The import ban, according to him, has worsened Nepal’s image among manufacturers. “Earlier, we used to order vehicles, then manufacturers used to produce it for us. At that time, we used to open letters of credit (LC). The whole process would just take a month or two,” he said, adding that the manufacturers, now, are reluctant to take orders before we open LC. 

A few months ago, a few auto businesses ordered vehicles from several manufacturers from India as the government said it would lift the ban on imports. But, as it didn’t happen, the manufacturers in India had to send the vehicles, produced for the Nepali market, elsewhere.

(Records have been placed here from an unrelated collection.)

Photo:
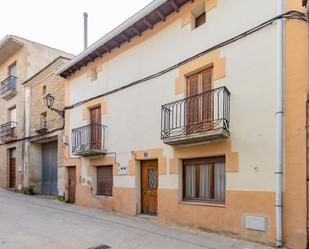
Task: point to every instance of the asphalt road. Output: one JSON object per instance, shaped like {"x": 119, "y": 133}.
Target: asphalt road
{"x": 28, "y": 222}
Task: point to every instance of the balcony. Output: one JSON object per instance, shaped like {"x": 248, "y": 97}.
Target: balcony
{"x": 8, "y": 131}
{"x": 42, "y": 129}
{"x": 199, "y": 118}
{"x": 89, "y": 140}
{"x": 8, "y": 87}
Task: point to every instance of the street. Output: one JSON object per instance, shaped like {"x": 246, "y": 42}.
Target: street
{"x": 28, "y": 222}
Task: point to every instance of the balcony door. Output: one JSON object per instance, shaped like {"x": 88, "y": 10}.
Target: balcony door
{"x": 12, "y": 70}
{"x": 12, "y": 168}
{"x": 95, "y": 128}
{"x": 13, "y": 119}
{"x": 199, "y": 105}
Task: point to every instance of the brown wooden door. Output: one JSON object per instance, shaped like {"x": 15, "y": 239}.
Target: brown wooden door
{"x": 72, "y": 184}
{"x": 149, "y": 179}
{"x": 96, "y": 131}
{"x": 12, "y": 168}
{"x": 105, "y": 180}
{"x": 199, "y": 109}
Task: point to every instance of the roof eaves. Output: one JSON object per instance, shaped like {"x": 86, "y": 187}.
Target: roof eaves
{"x": 111, "y": 35}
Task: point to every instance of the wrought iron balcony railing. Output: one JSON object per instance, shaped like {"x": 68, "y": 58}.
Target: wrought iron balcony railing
{"x": 8, "y": 86}
{"x": 89, "y": 139}
{"x": 8, "y": 131}
{"x": 202, "y": 116}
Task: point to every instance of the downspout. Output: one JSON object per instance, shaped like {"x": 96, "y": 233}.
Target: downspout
{"x": 279, "y": 123}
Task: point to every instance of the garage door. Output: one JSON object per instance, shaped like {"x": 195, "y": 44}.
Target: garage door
{"x": 50, "y": 169}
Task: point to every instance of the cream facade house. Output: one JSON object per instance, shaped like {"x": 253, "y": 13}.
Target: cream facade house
{"x": 44, "y": 150}
{"x": 177, "y": 111}
{"x": 20, "y": 59}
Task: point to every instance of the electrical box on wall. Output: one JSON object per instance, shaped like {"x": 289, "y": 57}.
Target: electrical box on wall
{"x": 19, "y": 168}
{"x": 65, "y": 139}
{"x": 257, "y": 223}
{"x": 122, "y": 169}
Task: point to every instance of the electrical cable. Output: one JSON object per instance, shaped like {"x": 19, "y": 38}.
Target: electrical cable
{"x": 290, "y": 15}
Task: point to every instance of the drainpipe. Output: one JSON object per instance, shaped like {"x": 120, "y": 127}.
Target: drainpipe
{"x": 85, "y": 30}
{"x": 279, "y": 123}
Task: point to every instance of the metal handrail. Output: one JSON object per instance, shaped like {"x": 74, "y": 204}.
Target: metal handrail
{"x": 202, "y": 112}
{"x": 8, "y": 85}
{"x": 7, "y": 128}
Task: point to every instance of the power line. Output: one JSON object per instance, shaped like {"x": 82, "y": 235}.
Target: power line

Although their demand is fulfilled, the NADA has decided to stage a sit-in at Maitighar in Kathmandu as the policies adopted by the government are hampering the business. Speaking at the sit-in, members of NADA said they are not in a position to sell vehicles due to the policy of the central bank.

“The government must bring businessmen-friendly policies. The protest will continue until the demands put forward by automobile dealers are addressed by the government and the central bank,” said agitated automobile businesses.

 The central bank has made a provision to maintain a cash margin of 50 percent for opening the letter of credit for automobile imports. Also, the government has reduced financing on auto purchases to 50 percent. In addition, they have also asked the central bank to extend the renewal of the refinance facility for the next year.

The automobile stakeholders warn that a massive number of jobs would be cut down if the situation prolongs. “ As many as 100 dealers have already been closed across the country. Another 30 showrooms are on the verge of closure. And, at least 40 percent of the workforce has already been laid off after the restriction was imposed by the government. The number would increase every day,” they said during the protest.

According to them, they are even in a condition to take loans to clear the salaries of staff. “It has been eight-long months since there has been no business at all. It is our responsibility to clear the salaries of staff. But the central bank has even tightened working capital loans. We are not in the condition to survive,” they said.

“The interest rate, which used to be at 7-8 percent, has now reached up to 18 percent. There is no way we can survive at such a high-interest rate. The government must rescue us.”

The central bank has maintained two slabs for the banks and financial institutions when they issue loans against the working capital. As per the provision, the firm that has estimated transactions of Rs 20 million or less per year will be eligible to get loans only up to 20 percent of the turnover amount. And companies that have annual transactions of more than Rs 20 million will be eligible to get loans of 25 percent of the turnover.